The MIB240-6 is a digital indicator module for the elevator trim of a Royal Air Force aircraft, likely the Nimrod based on some markings on the board. The indicator mounts in the cockpit rack system much like many other commercial and military avionics modules. It's fully digital, communicates over RS-485, and is powered by the 28V DC bus of the aircraft. The indicator displays the elevator trim position using a numerical readout and a vertical bar graph.
A shroud slides over the inner frame and components. On one side of the shroud is an information label, and on the other side is a FWD indicator with an arrow that shows the proper mounting position.
The only notable component on the back of the unit is a 13-pin Souriau twist-lock connector. Removing four slotted screws on the back allows the shroud to be slid off towards the back.
With the shroud removed we can see a single circuit board mounted to a milled aluminum frame. There are 2 TRACO DC-DC converters, a capacitor, and some filtering circuitry. The large IC is a ST10F167 16-bit MCU. Located adjacent to the MCU is a MAX1487 RS-485 transceiver. Lastly, there are some unused pin headers, likely for diagnostics and programming.
This is the back of the circuit board. There aren't any significant components here other than a soldered-on flat-flex ribbon cable for the front display. However, the silkscreen text leads us to believe that this device was a component from an RAF Nimrod.
The metal box mounted to the back panel conceals couple of circuit boards that are used to break out the connections from the plug on the back and provide power/signal filtering.
All boards in this unit are connected via flat-flex PCB links and it appears that they were all manufactured as one. This makes tracing connections very difficult and also inhibits disassembly due to the delicate nature of the flat-flex.
We scraped out all the melted glue from the pins of the rear connector breakout board. This board is soldered on the pins of the twist-lock connector and passes the connections over a flat-flex to the adjacent board. The two yellow capacitors each go between an RS-485 channel and a ground pin. There is also a dedicated ground connection in addition to the flat-flex.
The front cover can be removed by unscrewing 4 slotted screws on the reverse side. The cover is comprised of a metal frame with a dark translucent plastic stencil. When the indicator is illuminated, it can be seen clearly, but looks like a blank screen when off. Behind the cover is a custom illuminated plastic module with various sections that are individually controlled. These sections include a bar graph, dual-digit seven segment display, and static sections for the scale and text.
Removing the 4 Phillips screws allows the illuminated plastic module to hinge away from the remainder of the frame. There is a small PCB mounted to the back of the plastic module. On it are 4 MICREL MM5450 LED display driver chips. Therefore, we are assuming that LEDs are used to illuminate the display segments.
This module is connected to the main circuit board via a flat-flex ribbon as well.
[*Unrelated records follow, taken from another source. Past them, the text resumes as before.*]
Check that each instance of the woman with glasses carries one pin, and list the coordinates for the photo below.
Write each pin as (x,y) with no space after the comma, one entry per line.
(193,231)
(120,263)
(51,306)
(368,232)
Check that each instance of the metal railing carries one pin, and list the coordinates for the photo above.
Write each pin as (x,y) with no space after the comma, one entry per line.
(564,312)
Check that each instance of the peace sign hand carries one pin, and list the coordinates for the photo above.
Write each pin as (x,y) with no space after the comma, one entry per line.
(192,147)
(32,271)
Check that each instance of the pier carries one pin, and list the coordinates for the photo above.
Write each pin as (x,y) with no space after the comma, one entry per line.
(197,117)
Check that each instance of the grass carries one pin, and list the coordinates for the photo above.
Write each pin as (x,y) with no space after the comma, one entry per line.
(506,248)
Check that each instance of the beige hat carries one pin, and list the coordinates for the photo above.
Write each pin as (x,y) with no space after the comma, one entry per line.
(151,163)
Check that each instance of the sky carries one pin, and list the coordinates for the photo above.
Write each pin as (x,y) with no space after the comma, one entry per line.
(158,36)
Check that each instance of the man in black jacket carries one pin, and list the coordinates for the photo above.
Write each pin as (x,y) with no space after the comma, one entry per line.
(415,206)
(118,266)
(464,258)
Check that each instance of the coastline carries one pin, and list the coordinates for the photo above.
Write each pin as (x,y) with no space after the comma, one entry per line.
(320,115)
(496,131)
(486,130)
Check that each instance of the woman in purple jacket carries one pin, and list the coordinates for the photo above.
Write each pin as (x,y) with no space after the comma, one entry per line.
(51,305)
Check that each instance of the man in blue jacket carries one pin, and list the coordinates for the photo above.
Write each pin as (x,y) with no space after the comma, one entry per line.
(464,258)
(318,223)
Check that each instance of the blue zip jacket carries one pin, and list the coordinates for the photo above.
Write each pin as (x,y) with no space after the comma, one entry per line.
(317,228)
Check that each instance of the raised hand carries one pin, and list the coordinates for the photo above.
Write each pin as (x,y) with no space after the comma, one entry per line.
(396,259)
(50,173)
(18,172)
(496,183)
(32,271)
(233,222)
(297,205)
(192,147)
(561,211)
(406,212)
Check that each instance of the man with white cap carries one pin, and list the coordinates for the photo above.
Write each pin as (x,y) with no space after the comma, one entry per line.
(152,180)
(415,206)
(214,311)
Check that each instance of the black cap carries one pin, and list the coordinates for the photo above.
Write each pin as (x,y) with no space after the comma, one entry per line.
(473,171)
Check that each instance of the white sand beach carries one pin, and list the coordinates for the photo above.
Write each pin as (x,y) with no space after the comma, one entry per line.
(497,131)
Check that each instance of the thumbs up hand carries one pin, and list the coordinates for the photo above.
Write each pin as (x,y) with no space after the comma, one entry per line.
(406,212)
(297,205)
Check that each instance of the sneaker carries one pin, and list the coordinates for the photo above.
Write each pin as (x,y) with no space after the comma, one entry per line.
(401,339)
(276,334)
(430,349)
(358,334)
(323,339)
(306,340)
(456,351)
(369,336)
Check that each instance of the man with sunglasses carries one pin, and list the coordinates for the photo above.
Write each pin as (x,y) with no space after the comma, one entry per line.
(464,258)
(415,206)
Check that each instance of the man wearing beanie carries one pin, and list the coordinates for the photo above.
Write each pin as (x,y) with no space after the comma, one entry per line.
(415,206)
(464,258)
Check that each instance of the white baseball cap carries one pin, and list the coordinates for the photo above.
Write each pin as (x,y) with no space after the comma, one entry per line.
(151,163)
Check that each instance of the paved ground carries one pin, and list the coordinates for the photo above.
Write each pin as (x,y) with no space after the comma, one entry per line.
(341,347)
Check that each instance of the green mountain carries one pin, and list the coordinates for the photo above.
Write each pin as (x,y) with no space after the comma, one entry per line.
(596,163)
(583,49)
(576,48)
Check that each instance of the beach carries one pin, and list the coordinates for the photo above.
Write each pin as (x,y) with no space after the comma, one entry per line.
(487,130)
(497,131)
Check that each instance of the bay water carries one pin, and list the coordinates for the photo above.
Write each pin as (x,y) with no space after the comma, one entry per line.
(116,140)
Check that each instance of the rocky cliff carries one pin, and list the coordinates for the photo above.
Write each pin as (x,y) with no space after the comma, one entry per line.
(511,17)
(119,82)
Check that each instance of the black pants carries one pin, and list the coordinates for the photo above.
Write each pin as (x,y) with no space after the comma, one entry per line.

Here is a partial pin-out for the indicator. We deciphered the pin-out using basic continuity testing and trial-and-error, but there are some pins that we are still unsure of. The flat-flex ribbons along with a thick layer of conformal coating make it very hard to probe and trace connections.
| PIN | DESCRIPTION |
|---|---|
| 1 | POWER INPUT (28V DC) |
| 2 | |
| 3 | |
| 4 | |
| 5 | |
| 6 | RS-485 A |
| 7 | RS-485 B |
| 8 | |
| 9 | |
| 10 | |
| 11 | GROUND |
| 12 | LAMP TEST (GROUND TO ACTIVATE) |
| 13 | GROUND |
After deciphering the pin-out, we decided to purchase the mating plug for the Souriau twist-lock connector on the back. We found one on eBay manufactured by Amphenol Aerospace for a reasonable price. We must have mixed up the part number slightly as the plug we received was the correct size and pin configuration, but the keying did not match up with the connector. This was not an issue since we then decided to commit the absolute sin of filing down the keying on the plug so it would insert into the connector. This worked well but would definitely be unacceptable in an actual aircraft. Below is a picture of our "modified" plug. Also, we really wouldn't recommending filing these connectors since the coating is often "olive drab cadmium"...
We used the plug to build a custom wire harness and control box to operate the indicator as a display item.
When the indicator first receives power, it does a brief lamp test and sweep of the bar graph. After that, it just goes blank. This is likely due to the lack of any RS-485 communication or a dimmer input. Unfortunately, we really have no way to determine what to send it over the RS-485 interface. We eventually may write a program to send it random data until it responds. Luckily, connecting pin 12 to ground causes the unit to go into lamp test mode and endlessly sweep the bar graph, which looks pretty cool!